Pablo, en Romanos, nos descubre un hecho asombroso respecto de Israel: que en pleno tiempo de la ley, y más aun, en tiempo de apostasía, Dios reservó a una parte, un remanente, por gracia y no por obras.

Este «reservó» de Dios implica en el contexto, sin duda, «justificó», porque Pablo nos aclara que es por gracia, no por obras. Dios se guardó para sí una porción de Israel, dando a entender con eso que ellos representan la manera de Dios de alcanzar justicia. Y así como Dios se reservó ese remanente, así también hoy Dios tiene su remanente escogido por gracia, dice Pablo.
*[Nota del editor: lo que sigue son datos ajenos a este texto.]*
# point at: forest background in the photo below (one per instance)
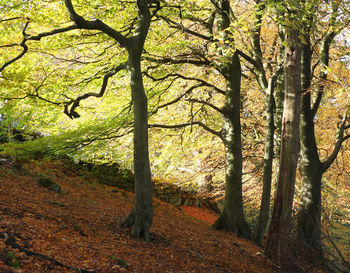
(45, 74)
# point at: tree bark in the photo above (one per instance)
(141, 216)
(232, 217)
(267, 177)
(309, 216)
(278, 247)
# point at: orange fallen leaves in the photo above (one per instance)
(80, 228)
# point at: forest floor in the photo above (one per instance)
(44, 231)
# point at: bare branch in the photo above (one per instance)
(75, 103)
(165, 60)
(174, 24)
(183, 125)
(208, 104)
(9, 19)
(205, 83)
(339, 141)
(81, 23)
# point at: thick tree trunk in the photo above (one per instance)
(278, 243)
(141, 216)
(232, 217)
(309, 216)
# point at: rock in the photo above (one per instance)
(114, 175)
(49, 184)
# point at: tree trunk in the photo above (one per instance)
(309, 216)
(267, 178)
(232, 217)
(141, 216)
(278, 240)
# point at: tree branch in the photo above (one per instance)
(174, 24)
(75, 103)
(208, 104)
(205, 83)
(339, 141)
(183, 125)
(81, 23)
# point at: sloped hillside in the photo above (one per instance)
(77, 230)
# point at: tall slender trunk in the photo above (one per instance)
(309, 216)
(232, 217)
(278, 243)
(267, 177)
(141, 216)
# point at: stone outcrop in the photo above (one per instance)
(114, 175)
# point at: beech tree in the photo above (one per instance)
(232, 216)
(141, 216)
(278, 244)
(311, 165)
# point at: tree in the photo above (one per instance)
(232, 216)
(278, 247)
(141, 216)
(311, 165)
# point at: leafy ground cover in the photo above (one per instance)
(79, 228)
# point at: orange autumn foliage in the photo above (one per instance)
(79, 228)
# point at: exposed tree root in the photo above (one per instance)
(11, 241)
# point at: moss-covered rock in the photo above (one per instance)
(49, 184)
(114, 175)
Esto confirma lo que el apóstol dice en otro lugar: que el propósito de Dios es justificar por la fe no solo a los gentiles sino también a los judíos (Rom. 3:30). Lo que ocurrió con aquellos siete mil en tiempos de Elías ha de suceder finalmente con todos los judíos, pues no por la ley es justificado el hombre, sino por la fe de Jesucristo.

¡Qué maravilloso es que, en medio de la ley, haya un oasis de fe! ¡Qué maravilloso es que, en tiempos de la ley, Dios aparte para sí un remanente por gracia! ¡Cuánto más ahora justificará Dios por la fe a los hombres, sean judíos o gentiles!

Más que el incumplimiento de la ley, es la incredulidad de los judíos lo que les hizo perder su protagonismo en el plan de Dios. Y por eso los gentiles fueron llamados a ocupar, al menos parcialmente, el lugar que los judíos tenían (Rom. 11:20). La incredulidad produce la caída, la fe produce la bendición. Al estar bajo la ley, ellos no actuaban desde la fe, sino desde las obras; por tanto, fueron desgajados del buen olivo. Ellos debieron advertir que la ley no les daría la entrada a la justicia, y haberse vuelto oportunamente a la fe, según el ejemplo que les había dado Abraham; pero no lo hicieron.

Ahora el camino quedó más claro. La severidad de Dios para Israel es la reprobación de Dios hacia un camino imposible, que, de ser seguido, solo traerá gloria al hombre. El rechazamiento de Israel es el repudio de Dios hacia la vana justicia del hombre. La ley solo produjo incrédulos y desobedientes; la fe es la que justifica y transforma al pagano y pecador en un hombre según la imagen de Dios.

Esta justicia de Dios por la fe fue testificada ya desde antiguo por la ley y por los profetas. El problema es que no hubo oídos vacíos de sí mismos para oírla – excepto los de aquel remanente escogido por gracia. Constantemente, aunque así como entre líneas, no abiertamente, sino como en secreto, perceptible solo para los oídos humildes, cansados de esfuerzos vanos, se dejó testimonio que Dios justifica al hombre por medio de la fe. Dios no vocifera como en un trueno sus palabras, sino las declara al oído de aquel que se humilla bajo su mano.

¿Qué ocurre hoy? Lo mismo que ayer: Dios se ha reservado para sí un remanente escogido por gracia, que se aborrece a sí mismo, y glorifica a Dios por su misericordia.